Wrist roller, plate curls, and some levering usually. I feel my bat speed is best when my upper body and my hands feel strong. I keep squatting all through the season so I never quetion my legs.

[quote]dhickey wrote:
hockeyguy68 wrote:
What up y’all…I play competitive softball and I was looking to find out some great lifts that will increase my power and distance in my hitting…anything??

You can do what I did. I took an old 70s softball bat that was already quite a bit heavier than my 30oz dimarini and filled it with expandable dense foam. I then got some really heavy duty heat shrink from gray bar and use the oven or a heat gun to melt it on. This made it really heavy. The gym I was working out at had a batting cage so I would go hit 100 or so balls after my workout.

I worked great and it only took me about 10 cortazone shots, two surguries, and extensive prolothrerapy to regain the use of my elbows.

Or you could do a bunch of core work and lower arm work. Do hanging leg raises, standing crunches with the lat pd machine, leg raises on a bench and incline SUps with straight legs. The key is legs being straight to hit the lower abs. some sort of hurricane would be good too. Don’t be afraid to go heavy. I don’t know why people are so stuck on high reps for core work.

Time your swing with a very strong contraction in the lower abs. Push out like you would against your belt in a squat. Quick and hard contractions are needed for a good swing and should be used in training. explosive vs controlled and slow.

For lower arm work do it all. Priority:
Levering - inside to outside, outside to inside, palm down curl, and standing curl to the back of the arm. I made a device out of plumbing pipe. I’ll take some pics this weekend.

Rist roller or curls - regular and reverse. Some weight and a PVC pipe can make a great roller. I’ll take pics.

Pinch grip, static grip, and crushing grip are less important but are fun to train.[/quote]

Great advise, especially the timing of the abs contracting with the swing. You have to “cue in” on the pitcher’s delivery and plan your breathing. They’ll try to screw you up with off-speed pitches and changing their delivery tempo.

TNT

TNT

My favorite is the 12 oz curl, high rep drop sets of course.
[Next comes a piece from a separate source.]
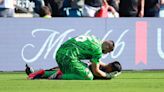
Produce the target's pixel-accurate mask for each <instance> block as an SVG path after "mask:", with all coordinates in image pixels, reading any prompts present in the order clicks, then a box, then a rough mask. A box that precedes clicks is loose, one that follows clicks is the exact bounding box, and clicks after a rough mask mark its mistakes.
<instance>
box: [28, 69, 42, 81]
mask: <svg viewBox="0 0 164 92" xmlns="http://www.w3.org/2000/svg"><path fill="white" fill-rule="evenodd" d="M44 73H45V70H39V71H37V72H34V73H31V74H29V75H28V78H27V79H31V80H32V79H39V78H41V77H42V75H43V74H44Z"/></svg>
LEGS LEGS LEGS abs and some more LEGS

nice bigpull. i’ve played in a bunch of E tournaments (basically a bunch of B and C players sandbagging to win a tourney), so i would say that, OP, if you’re playing tournaments, remember that a home run counts as an out.
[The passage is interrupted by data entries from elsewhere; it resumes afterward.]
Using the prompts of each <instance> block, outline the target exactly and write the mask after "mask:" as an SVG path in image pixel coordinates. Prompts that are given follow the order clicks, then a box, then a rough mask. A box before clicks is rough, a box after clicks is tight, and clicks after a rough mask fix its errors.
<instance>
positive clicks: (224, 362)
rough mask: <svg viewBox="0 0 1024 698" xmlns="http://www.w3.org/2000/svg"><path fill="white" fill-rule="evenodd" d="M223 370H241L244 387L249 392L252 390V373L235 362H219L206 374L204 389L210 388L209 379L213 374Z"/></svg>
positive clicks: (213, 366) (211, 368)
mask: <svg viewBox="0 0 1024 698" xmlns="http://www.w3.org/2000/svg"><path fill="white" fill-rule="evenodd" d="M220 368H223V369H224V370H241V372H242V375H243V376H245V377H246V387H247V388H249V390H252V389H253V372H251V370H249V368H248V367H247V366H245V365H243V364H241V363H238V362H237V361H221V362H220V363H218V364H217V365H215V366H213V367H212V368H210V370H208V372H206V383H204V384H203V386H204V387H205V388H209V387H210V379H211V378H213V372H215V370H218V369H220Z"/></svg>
if not…i agree with wrist rollers and anything to get wrists and forearms stronger. those are key. core work is definitely good, as well as posterior chain work and legs.

good luck and rake

[quote]ericbyrnesjr wrote:
nice bigpull. i’ve played in a bunch of E tournaments (basically a bunch of B and C players sandbagging to win a tourney), so i would say that, OP, if you’re playing tournaments, remember that a home run counts as an out.
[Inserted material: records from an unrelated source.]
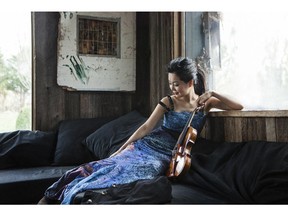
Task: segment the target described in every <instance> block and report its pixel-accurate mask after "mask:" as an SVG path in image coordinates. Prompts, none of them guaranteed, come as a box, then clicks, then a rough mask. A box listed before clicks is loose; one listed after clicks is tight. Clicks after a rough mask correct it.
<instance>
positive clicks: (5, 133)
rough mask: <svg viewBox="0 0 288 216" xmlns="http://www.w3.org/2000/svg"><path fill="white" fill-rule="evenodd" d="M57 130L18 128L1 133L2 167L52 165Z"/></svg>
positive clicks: (0, 157) (23, 166)
mask: <svg viewBox="0 0 288 216" xmlns="http://www.w3.org/2000/svg"><path fill="white" fill-rule="evenodd" d="M56 137H57V136H56V133H55V132H43V131H30V130H18V131H13V132H6V133H0V169H4V168H9V167H16V166H17V167H29V166H46V165H50V164H51V162H52V159H53V155H54V150H55V145H56Z"/></svg>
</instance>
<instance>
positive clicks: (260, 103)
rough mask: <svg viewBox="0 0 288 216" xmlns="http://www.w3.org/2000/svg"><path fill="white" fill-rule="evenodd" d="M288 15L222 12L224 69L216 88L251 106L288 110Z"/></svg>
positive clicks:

if not…i agree with wrist rollers and anything to get wrists and forearms stronger. those are key. core work is definitely good, as well as posterior chain work and legs.

good luck and rake[/quote]

Not just for HRs. If you don’t have the touch to place the ball just over the infielders, blasting hard at the 2nd baseman is also a good stratagy. The 2nd baseman is usually the worst fielder in the infield. That’s what I used to play.

Hitting the fense with a line drive works too. Don’t give the outfielder a chase to get to it. If it barely clears the pitchers head and still hits the fense your doing good.

I wasn’t much of HR hitter but could smash the shit out of the ball and probably led the team in doubles. I wasn’t doing much lower body work at the time so I would say it was most lower arm strength and core strenght.